St. Sebastianus und St. Hubertus Schützenbruderschaft Rheinbach bei Armbrust-WM
Robert Strauch holt Silbermedaille
Rheinbacher war auch in Ulyanovsk (Russland) wieder erfolgreich
Rheinbach. Die Armbrust zählt zu den kleinen Exoten des Schießsports. Doch ist die Armbrust mit etwa sieben Kilo Gewicht, mit einer Anfangsgeschwindigkeit von etwa 200 km/h und einer Schussweite von etwa 310 Metern eine der schwersten Disziplinen des gesamten Schießsports. Anspannen von den Zehen bis zum Abzugsfinger, strenge Sicherheitsvorkehrungen, Kopfarbeit für einen Sport, der höchste Konzentration und Präzision erfordert. Das Ziel ist zehn Meter entfernt und hat nur einen Durchmesser von einem Millimeter.

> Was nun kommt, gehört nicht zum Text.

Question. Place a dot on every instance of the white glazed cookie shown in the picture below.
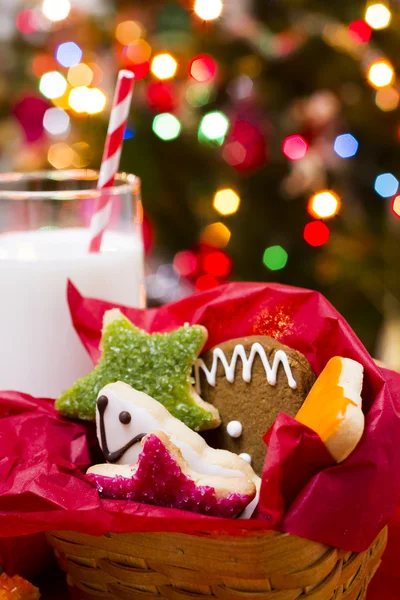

Doch Robert Strauch beherrscht dies auf höchstem Niveau und hatte sich auch dieses Jahr wieder für die Weltmeisterschaft qualifiziert. 22 Nationen kämpften um den Titel in der 615.000-Einwohnerstadt Ulyanovsk, die etwa 700 Kilometer östlich von Russlands Hauptstadt Moskau an der Wolga liegt. Eine tolle Eröffnungsfeier mit einheimischen Tenören, Folklore und Tänzen war Teil des Rahmenprogramms.
Neunter in der Einzelwertung
Das deutsche Armbrustteam der Seniorenklasse mit den Stuttgartern Erich Huber und Gebhard Fürst sowie Robert Strauch (St. Seb. St. Hub. Schützenbruderschaft Rheinbach) erreichte den zweiten Platz und freute sich über die gewonnene Silbermedaille. Die russische Mannschaft trat mit zwei Olympiasieger an, nutzte ihren Heimvorteil voll aus und holten sich die Goldmedaille. In der Einzelwertung konnte der Stuttgarter Gebhard Fürst den WM-Titel erringen, und der Rheinbacher Schütze Robert Strauch erreichte einen hervorragenden neunten Platz.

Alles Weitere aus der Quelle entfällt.